Hanoi (AFP) – Vietnam’s trade deal with the United States averts the most punishing of Donald Trump’s “reciprocal” levies but has provoked new friction between Washington and Beijing. Vietnam has the third-biggest trade surplus with the United States of any country after China and Mexico, and was targeted with one of the highest rates in the US president’s “Liberation Day” tariff blitz on April 2. The deal announced Wednesday is the first full pact Trump has sealed with an Asian nation, and analysts say it may give a glimpse of the template Washington will use with other countries still scrambling for accords.
The 46 percent rate due to take effect next week has been averted, with Vietnam set to face a minimum 20 percent tariff in return for opening its market to US products including cars. But a 40 percent tariff will hit goods passing through the country to circumvent steeper trade barriers — a practice called “transshipping.” Washington has accused Hanoi of relabelling Chinese goods to skirt its tariffs, but raw materials from the world’s number two economy are the lifeblood of Vietnam’s manufacturing industries.
“From a global perspective, perhaps the most interesting point is that this deal again seems in large part to be about China,” said Capital Economics. It said the terms on transshipment “will be seen as a provocation in Beijing, particularly if similar conditions are included in any other deals agreed over coming days.” Beijing’s foreign ministry spokeswoman Mao Ning said on Thursday, “negotiations and agreements should not target or harm the interests of third parties.”
Shares in clothing companies and sport equipment manufacturers — which have a large footprint in Vietnam — rose on news of the deal in New York.

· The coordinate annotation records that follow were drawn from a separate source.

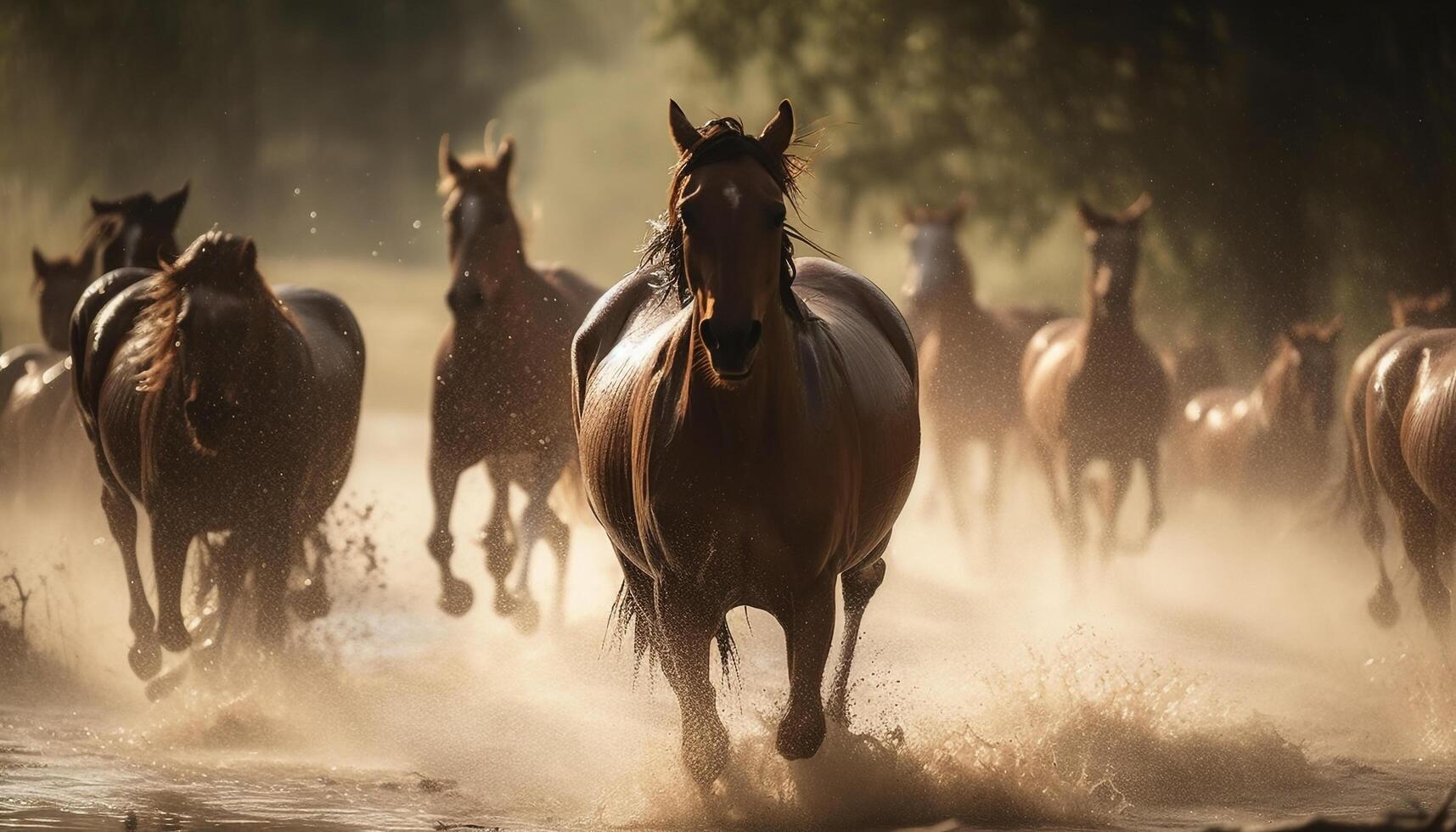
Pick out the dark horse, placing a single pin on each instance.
(749, 431)
(969, 354)
(222, 407)
(44, 453)
(1409, 315)
(1093, 388)
(503, 386)
(1270, 441)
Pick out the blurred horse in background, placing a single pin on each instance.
(1272, 441)
(1409, 315)
(44, 457)
(749, 431)
(970, 356)
(220, 405)
(1093, 390)
(503, 384)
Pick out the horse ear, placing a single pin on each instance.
(172, 205)
(1138, 209)
(778, 134)
(684, 136)
(449, 165)
(504, 156)
(1091, 217)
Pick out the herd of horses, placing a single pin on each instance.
(743, 423)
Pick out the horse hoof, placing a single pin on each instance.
(1384, 608)
(456, 598)
(173, 636)
(705, 752)
(144, 659)
(801, 734)
(527, 616)
(311, 604)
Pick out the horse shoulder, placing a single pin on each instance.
(603, 329)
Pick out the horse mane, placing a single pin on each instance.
(722, 138)
(214, 260)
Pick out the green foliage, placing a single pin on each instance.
(1286, 148)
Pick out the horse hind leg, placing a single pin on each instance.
(169, 545)
(857, 587)
(456, 595)
(121, 518)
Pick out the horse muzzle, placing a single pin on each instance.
(731, 349)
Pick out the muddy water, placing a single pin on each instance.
(1228, 673)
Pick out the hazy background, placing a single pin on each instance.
(1299, 160)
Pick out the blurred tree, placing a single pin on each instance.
(1282, 142)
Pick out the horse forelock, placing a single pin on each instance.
(211, 261)
(722, 138)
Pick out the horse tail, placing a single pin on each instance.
(627, 616)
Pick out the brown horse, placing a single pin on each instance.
(1409, 315)
(1093, 388)
(1270, 441)
(969, 354)
(503, 391)
(749, 431)
(222, 407)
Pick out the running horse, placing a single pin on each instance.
(749, 431)
(220, 405)
(969, 354)
(1093, 390)
(503, 390)
(1270, 441)
(44, 453)
(1409, 315)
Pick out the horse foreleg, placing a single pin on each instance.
(808, 628)
(456, 596)
(274, 559)
(169, 544)
(500, 541)
(857, 586)
(121, 518)
(1154, 468)
(1419, 531)
(1122, 471)
(686, 624)
(953, 471)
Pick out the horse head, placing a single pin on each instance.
(61, 283)
(138, 229)
(1429, 311)
(482, 231)
(1113, 244)
(1307, 368)
(724, 241)
(935, 261)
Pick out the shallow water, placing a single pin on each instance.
(1225, 675)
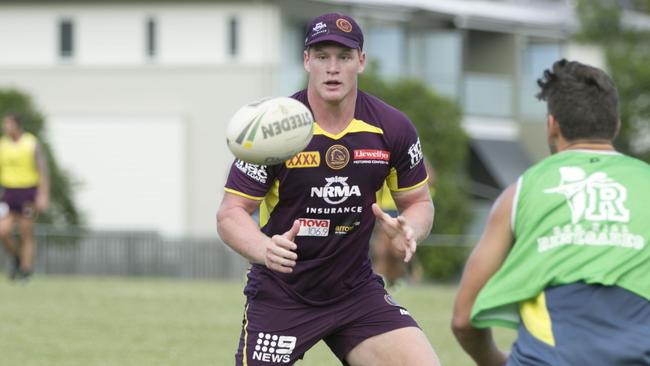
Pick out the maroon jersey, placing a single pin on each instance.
(329, 188)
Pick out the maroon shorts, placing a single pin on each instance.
(20, 200)
(278, 330)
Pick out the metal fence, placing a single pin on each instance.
(122, 253)
(72, 251)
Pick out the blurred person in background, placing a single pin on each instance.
(311, 277)
(565, 254)
(24, 177)
(387, 261)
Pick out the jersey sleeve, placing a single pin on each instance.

But they later declined sharply as details were released. “This is a much better outcome than a flat 46 percent tariff, but I wouldn’t celebrate just yet,” said Hanoi-based Dan Martin, from Asian business advisory firm Dezan Shira & Associates. “Everything now depends on how the US decides to interpret and enforce the idea of transshipment,” he added. “If the US takes a broader view and starts questioning products that use foreign parts, even when value is genuinely added in Vietnam, it could end up affecting a lot of companies that are playing by the rules.”

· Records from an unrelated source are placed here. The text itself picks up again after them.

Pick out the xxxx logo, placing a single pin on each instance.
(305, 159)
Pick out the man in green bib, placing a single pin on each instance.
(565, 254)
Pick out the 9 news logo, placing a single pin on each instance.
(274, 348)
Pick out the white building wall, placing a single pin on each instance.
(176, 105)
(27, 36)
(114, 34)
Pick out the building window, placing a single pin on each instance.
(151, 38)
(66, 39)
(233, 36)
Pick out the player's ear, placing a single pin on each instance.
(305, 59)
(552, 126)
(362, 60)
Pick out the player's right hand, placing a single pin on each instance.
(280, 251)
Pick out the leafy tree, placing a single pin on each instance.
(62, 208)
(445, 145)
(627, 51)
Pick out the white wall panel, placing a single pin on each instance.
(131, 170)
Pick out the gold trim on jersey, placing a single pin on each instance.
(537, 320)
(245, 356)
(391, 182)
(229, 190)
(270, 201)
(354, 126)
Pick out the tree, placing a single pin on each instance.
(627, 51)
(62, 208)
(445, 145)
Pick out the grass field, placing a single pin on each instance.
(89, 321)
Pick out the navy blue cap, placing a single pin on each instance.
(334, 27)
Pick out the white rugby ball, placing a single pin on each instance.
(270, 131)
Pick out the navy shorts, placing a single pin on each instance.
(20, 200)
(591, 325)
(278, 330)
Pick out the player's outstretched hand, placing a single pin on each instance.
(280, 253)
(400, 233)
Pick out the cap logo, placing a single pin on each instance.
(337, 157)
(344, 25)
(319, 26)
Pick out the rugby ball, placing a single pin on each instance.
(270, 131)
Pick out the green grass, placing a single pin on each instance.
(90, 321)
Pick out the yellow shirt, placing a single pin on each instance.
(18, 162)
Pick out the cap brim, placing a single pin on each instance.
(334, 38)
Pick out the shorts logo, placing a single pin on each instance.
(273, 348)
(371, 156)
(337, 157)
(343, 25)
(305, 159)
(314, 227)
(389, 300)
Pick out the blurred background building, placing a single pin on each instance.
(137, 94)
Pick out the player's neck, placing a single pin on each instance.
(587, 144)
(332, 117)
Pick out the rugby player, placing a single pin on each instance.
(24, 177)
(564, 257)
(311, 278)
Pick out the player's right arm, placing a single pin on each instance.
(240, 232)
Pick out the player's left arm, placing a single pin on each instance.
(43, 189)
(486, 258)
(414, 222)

A Vietnam foreign ministry spokesman told reporters on Thursday that negotiators were still “in detailed discussion to concretise agreements.” But there are scant details about the transshipment arrangements in the deal, which Trump announced on his Truth Social platform. “The announced deal gives Vietnam a level of certainty that most other US trading partners do not have,” said American Chamber of Commerce in Hanoi chief Adam Sitkoff. But, he said, “assessing the pros and cons of the deal is difficult without seeing further details about what the tariffs actually mean.” “The answers to these questions can be the difference between celebrating or crying.”

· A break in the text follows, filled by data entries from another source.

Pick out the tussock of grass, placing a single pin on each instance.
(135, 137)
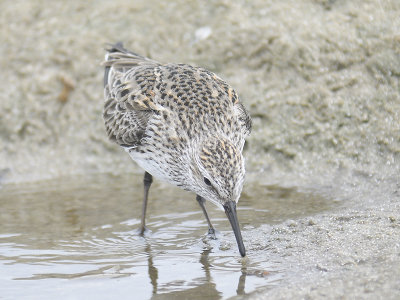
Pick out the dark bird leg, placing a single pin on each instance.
(211, 230)
(147, 180)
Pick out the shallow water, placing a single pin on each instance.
(77, 236)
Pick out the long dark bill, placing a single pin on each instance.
(230, 211)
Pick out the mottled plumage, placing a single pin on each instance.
(182, 124)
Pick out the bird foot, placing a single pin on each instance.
(211, 233)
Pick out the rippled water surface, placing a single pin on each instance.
(72, 237)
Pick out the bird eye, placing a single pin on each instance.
(207, 181)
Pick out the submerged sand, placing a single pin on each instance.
(320, 79)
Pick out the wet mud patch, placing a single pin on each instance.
(79, 235)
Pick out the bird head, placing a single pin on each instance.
(218, 173)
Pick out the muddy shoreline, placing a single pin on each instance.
(320, 79)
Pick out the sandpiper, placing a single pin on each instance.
(181, 124)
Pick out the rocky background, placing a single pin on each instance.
(319, 77)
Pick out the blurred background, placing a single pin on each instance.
(319, 77)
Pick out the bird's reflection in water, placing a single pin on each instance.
(153, 272)
(206, 289)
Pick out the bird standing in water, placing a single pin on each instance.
(181, 124)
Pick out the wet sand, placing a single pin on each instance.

Bloomberg Economics forecast Vietnam could lose a quarter of its exports to the United States in the medium term, endangering more than two percent of its gross domestic product as a result of the agreement. “The Vietnamese government will now find itself under pressure to ensure that country-of-origin rules are enforced,” explained Jack Sheehan, head of regional tax at Asian legal and tax firm DFDL. But uncertainty over how transshipping will be “defined or enforced” is likely to have diplomatic repercussions, said Bloomberg Economics expert Rana Sajedi.
“The looming question now is how China will respond,” she said. “Beijing has made clear that it would respond to deals that came at the expense of Chinese interests.” “The decision to agree to a higher tariff on goods deemed to be ‘transshipped’ through Vietnam may fall in that category,” added Sajedi. “Any retaliatory steps could have an outsized impact on Vietnam’s economy.”